Development of transgenic hybrid sweetgum (Liquidambar styraciflua x L-formosana) expressing γ-glutamylcysteine synthetase or mercuric reductase for phytoremediation of mercury pollution

Using Agrobacterium-mediated gene transfer, we generated transgenic hybrid sweetgum (Liquidambar styraciflua x L. formosana) overexpressing two types of genes to enhance plant remediation of mercury-contaminated soil and water: bacterial gamma-glutamylcysteine synthetase gene (ECS), the first and most important enzyme in phytochelatin synthesis, or various genes encoding a mercuric ion reductase (merA9, merA18, merA77). Hybrid sweetgum proembryogenic masses (PEMs) constitutively overexpressing ECS were able to grow in the presence of 50 mu M HgCl2, which inhibited wild-type PEMs, but plantlets regenerated from the PEMs had abnormal form and did not survive for more than a few weeks following germination.

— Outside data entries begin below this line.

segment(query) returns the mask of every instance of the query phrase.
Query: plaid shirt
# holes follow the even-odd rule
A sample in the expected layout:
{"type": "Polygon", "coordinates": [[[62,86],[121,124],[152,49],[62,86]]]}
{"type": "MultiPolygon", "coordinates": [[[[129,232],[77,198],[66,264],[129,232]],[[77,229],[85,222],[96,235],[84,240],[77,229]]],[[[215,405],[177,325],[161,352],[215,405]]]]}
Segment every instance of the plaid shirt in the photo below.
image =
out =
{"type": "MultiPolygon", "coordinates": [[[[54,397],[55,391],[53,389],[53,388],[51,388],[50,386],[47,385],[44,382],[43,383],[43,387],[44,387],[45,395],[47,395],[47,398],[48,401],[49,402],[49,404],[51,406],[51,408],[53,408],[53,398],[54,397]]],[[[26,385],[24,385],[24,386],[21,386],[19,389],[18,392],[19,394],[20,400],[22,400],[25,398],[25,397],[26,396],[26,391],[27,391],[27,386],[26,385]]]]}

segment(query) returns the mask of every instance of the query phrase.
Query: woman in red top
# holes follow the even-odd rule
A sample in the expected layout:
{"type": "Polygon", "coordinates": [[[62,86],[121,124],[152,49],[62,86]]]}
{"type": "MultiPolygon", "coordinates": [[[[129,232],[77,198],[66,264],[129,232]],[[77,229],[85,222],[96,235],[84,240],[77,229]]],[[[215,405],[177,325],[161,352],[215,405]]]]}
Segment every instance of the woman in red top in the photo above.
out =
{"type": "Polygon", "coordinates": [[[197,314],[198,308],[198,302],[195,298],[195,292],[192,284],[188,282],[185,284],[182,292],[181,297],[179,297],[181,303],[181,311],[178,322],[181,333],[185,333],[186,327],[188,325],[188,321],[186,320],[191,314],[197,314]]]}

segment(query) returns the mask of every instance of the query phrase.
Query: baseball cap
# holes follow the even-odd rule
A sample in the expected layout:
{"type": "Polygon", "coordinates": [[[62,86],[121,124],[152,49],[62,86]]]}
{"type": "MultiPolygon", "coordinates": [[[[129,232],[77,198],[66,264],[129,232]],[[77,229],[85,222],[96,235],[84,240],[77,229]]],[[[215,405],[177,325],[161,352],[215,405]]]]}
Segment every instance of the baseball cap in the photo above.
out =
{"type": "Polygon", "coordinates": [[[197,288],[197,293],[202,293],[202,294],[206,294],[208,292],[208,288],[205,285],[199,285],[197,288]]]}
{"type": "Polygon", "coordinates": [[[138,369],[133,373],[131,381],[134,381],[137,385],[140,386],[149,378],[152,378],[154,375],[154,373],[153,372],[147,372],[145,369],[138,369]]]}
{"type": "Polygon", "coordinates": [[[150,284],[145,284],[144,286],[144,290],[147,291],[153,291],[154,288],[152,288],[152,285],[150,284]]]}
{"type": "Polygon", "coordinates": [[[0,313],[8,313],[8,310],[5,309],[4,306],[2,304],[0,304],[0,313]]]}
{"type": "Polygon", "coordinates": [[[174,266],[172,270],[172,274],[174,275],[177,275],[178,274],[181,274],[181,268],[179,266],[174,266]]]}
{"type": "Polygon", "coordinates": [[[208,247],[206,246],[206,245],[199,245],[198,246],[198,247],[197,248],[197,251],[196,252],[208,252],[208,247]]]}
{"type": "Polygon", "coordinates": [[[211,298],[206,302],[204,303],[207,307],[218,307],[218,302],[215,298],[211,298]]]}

In contrast, mature somatic embryos generated from PEMs constitutively overexpressing merA9 and merA18 converted to normal plantlets on germination medium containing 25 mu M HgCl2, while control embryos were killed on 25 mu M Hg(II)-medium. Transgenic merA plantlets displayed enhanced resistance to Hg(II) and released Hg(0) two to three times more efficiently than the wild-type plantlets.